The F-value and p-value can be used to judge the significance of different factors on the MT and SEA. Table 9 shows the F-values and the p-values of different factors. From the results of the ANOVA, it is found that the influences of A, B and C on the MT are highly significant. In the results of the interaction terms, the influences of AB, AC and BC are not significant. In the results of the compound terms, the influence of A2 is highly significant, whereas the influences of B2 and C2 are not significant. It can be seen from the F-value and p-value of ANOVA that the influences of the factors on the MT are shown in order from strong to weak as follows: gas flow rate, slag thickness and liquid depth. For the prediction model of the SEA, the influences of A, B and C on the MT are highly significant. In the results of the interaction terms, the influences of AB, AC and BC are not significant. In the results of the compound terms, the influence of A2 is highly significant, whereas the influences of B2 and C2 are not significant. It can be seen from the F-value and p-value of ANOVA that the influences of the factors on the SEA are shown in order from strong to weak as follows: gas flow rate, slag thickness and liquid depth.

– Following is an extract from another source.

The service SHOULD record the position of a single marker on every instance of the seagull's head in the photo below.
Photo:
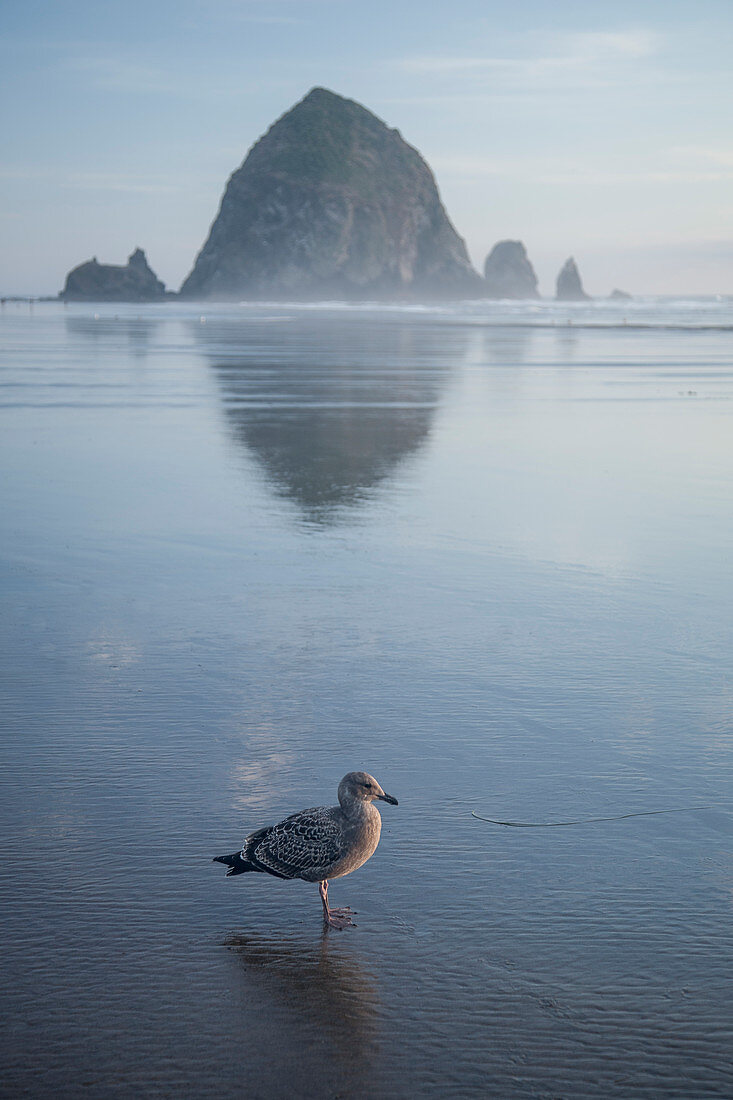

Figure 7 shows the normal probability distributions of the residuals of MT and SEA. In Figure 7, the residual scatters of the models are roughly distributed on a straight line, which indicates that the errors are normally distributed and the models fit well [38]. Figure 8 shows the comparison between actual and predicted values of MT and SEA. In Figure 8, the scatters of the actual values and the predicted values are basically distributed on a straight line, which indicates that the prediction models have a high degree of fit. To sum up, the prediction models of MT and SEA based on RSM are reliable.
4.2.3. Visual Analysis of Response Surface
-
Interactive effects of different factors on MT
Under different factors, the RSM was used to carry out quadratic multiple regression analysis on the MT, and the 3D response surface diagrams of MT were obtained at different factor levels, as shown in Figure 9. The interaction effects of gas flow rate, liquid depth and slag thickness on the MT can be observed more intuitively by using the 3D response surface diagram. The larger slope of the response surface is a factor, the more significant the factor effects on the MT [34].
Figure 9a shows the interaction effect of gas flow rate and liquid depth on the MT at a slag thickness of 32.5 mm. The MT first decreases and then increases with the increase in gas flow rate. With the increase in liquid depth, the MT also increases. Compared with the response surface in the direction of liquid depth, the slope of the response surface in the direction of gas flow rate is larger and the contour density in the direction of gas flow rate is higher than that in the direction of liquid depth, which indicates that the effect of gas flow rate on MT is larger than that in the direction of liquid depth. Moreover, this result is confirmed by the smaller p-value of gas flow rate than that of liquid depth in Table 9.
Figure 9b shows the interaction effect of gas flow rate and slag thickness on the MT at a liquid depth of 760.5 mm. Similarly to the effect of liquid depth on MT, the MT increases with the increase in slag thickness. It can be seen that the gas flow rate has a more significant influence on the MT than the slag thickness by comparing the slope and the contour density of the response surface.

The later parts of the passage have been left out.